Cell cycle check point kinase 2 (CHEK2) is yet another alternative mechanism for early-onset cancer with a Lynch phenotype. CHEK2 is a serine\threonine kinase whose regulatory functions include cell cycle progression, apoptosis, DNA damage repair, and has been suggested to function as a genetic modifier for other susceptibility genes. CHEK2 has been associated with elevated breast cancer risks within the northern and central\eastern European populations (Finland, Poland, Germany, and Belorussian regions).17 The risk of breast cancer secondary to CHEK2 mutation appears to be second only to BRCA mutations. There are four known CHEK2 variants with reports of two (CHEK2 I157T and CHEK2 1100DelC) that confer risks of multiple malignancies similar in presentation to Lynch syndrome. This pathway, for the most part, does not primarily involve MMR mutations, although there is some degree of overlap. Initial reports indicated that the 1100delC mutation carriers exhibited substantially higher rates of breast cancer, colon cancer, ovarian cancer, and various other Lynch-related malignancies.
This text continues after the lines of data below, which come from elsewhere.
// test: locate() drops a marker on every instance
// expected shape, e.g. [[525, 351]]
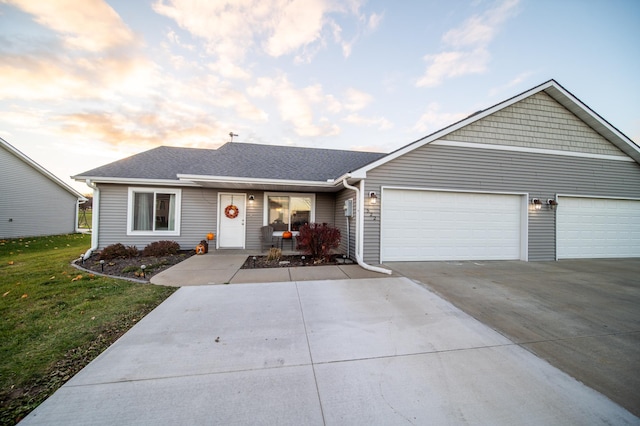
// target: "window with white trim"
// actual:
[[288, 212], [153, 211]]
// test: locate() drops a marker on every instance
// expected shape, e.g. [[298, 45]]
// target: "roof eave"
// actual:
[[252, 182], [131, 181]]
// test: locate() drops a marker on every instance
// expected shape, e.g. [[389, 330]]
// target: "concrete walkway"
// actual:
[[225, 269], [357, 352]]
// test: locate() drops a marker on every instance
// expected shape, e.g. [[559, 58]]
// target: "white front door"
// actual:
[[232, 217]]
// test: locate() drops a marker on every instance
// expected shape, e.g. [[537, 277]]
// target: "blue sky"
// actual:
[[86, 83]]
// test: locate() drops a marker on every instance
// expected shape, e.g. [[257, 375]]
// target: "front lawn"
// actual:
[[55, 319]]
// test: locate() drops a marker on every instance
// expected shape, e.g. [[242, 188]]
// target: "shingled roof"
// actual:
[[240, 160]]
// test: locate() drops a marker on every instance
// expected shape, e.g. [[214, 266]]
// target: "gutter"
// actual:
[[359, 236], [95, 219]]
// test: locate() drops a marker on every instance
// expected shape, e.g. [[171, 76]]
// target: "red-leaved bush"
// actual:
[[317, 240]]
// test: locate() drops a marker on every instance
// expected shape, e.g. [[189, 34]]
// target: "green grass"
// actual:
[[54, 318]]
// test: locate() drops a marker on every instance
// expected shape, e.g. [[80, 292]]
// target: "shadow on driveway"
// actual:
[[582, 316]]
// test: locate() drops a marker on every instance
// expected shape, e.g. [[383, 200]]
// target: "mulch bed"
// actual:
[[131, 267], [255, 262]]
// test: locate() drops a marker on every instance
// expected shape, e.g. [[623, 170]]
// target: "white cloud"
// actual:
[[433, 119], [300, 23], [356, 100], [231, 28], [374, 21], [514, 82], [452, 64], [470, 41], [296, 106], [380, 123], [90, 25]]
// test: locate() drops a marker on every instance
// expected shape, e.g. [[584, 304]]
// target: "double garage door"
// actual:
[[597, 228], [418, 225]]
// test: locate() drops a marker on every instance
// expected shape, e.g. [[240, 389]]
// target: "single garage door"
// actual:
[[597, 228], [433, 225]]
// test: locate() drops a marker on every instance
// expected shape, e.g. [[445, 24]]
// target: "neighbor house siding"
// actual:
[[489, 170], [31, 204], [198, 217]]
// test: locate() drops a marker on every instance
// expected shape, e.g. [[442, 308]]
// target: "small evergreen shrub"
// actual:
[[318, 240], [118, 250], [161, 248]]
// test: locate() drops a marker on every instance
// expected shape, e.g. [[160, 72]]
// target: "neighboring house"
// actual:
[[33, 201], [539, 176]]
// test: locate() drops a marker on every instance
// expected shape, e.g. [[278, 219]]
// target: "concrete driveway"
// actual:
[[583, 316], [342, 352]]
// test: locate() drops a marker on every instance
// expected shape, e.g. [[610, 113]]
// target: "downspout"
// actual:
[[78, 202], [359, 226], [95, 219]]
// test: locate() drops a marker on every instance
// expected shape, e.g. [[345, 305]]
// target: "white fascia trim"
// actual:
[[577, 107], [444, 142], [240, 180], [466, 191], [16, 152], [441, 133], [600, 197], [566, 99], [134, 181]]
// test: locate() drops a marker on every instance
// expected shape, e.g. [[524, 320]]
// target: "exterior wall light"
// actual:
[[537, 204], [373, 197]]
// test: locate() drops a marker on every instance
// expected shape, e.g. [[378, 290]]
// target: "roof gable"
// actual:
[[38, 168], [552, 90], [236, 160]]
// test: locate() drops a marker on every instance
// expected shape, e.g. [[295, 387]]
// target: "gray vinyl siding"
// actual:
[[341, 222], [540, 175], [198, 217], [325, 208], [31, 204], [255, 221], [536, 122]]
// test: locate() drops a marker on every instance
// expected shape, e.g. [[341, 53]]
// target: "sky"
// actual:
[[85, 83]]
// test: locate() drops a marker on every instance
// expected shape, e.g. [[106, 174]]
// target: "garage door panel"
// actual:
[[593, 227], [434, 225]]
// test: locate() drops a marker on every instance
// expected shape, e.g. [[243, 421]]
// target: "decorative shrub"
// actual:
[[118, 250], [318, 240], [161, 248]]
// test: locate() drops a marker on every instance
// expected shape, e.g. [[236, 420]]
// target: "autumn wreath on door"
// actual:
[[231, 211]]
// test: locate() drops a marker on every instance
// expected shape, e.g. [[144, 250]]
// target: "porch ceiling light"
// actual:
[[537, 204]]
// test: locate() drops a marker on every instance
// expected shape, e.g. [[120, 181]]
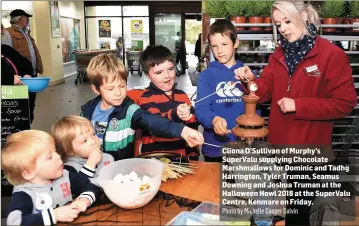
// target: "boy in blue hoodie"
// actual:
[[218, 113]]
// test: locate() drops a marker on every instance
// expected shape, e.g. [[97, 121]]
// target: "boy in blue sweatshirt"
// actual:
[[219, 112]]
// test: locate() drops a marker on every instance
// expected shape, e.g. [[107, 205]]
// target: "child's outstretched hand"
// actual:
[[81, 204], [192, 137], [66, 213], [220, 126], [244, 74], [94, 158], [184, 112]]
Further analyses revealed the same families fulfilled revised Amsterdam criteria, and that 4.2% carried both the 1100delC and a mismatch repair mutation.18 This finding has led to consideration of an alternative pathway to Lynch syndrome, not previously identified. Since that time, there have been additional studies with somewhat conflicting data that are less suggestive of a direct correlation. However, at the very least, this does give consideration to 1100delC as a potential comodifier, with an as yet unidentified susceptibility gene, which confers significant familial clustering of malignancies similar to Lynch syndrome.17,18,19

Additional studies revealed that the CHEK2-I157T mutation was strongly associated with Lynch-related colorectal and extracolonic malignancies consistent with a more characteristic Lynch phenotype. This mutation has a wider distribution geographically; upon further evaluation, it revealed that 7.7% of those patients also carried mismatch repair mutations.20 The limitations of these studies, and ultimately the conclusions, lie within the limited populations studied, and the fact that the inclusion parameters were based upon revised Amsterdam criteria. This very likely missed affected individuals and may have underrepresented the overlap of mismatch repair mutations, incidence of those affected, and extent of both colonic and extracolonic malignancies. There is, however, enough evidence to suggest some connection between 1100delC/I157T and the Lynch phenotype, which will undoubtedly become clearer with time and larger populations studied.

Conclusion

The original description of Lynch syndrome has led to 100 years of research and further refinement in the characterization and genetic basis for the disorder. The classic pathway for development of Lynch syndrome cancers is through the accumulation of mismatched bases in microsatellite areas of DNA secondary to an inherited defect in mismatch repair mechanisms. Other genetic mutations continue to be identified, which account for a smaller percentage of HNPCC cancers, but remain important for the diagnosis and screening of patients and their families.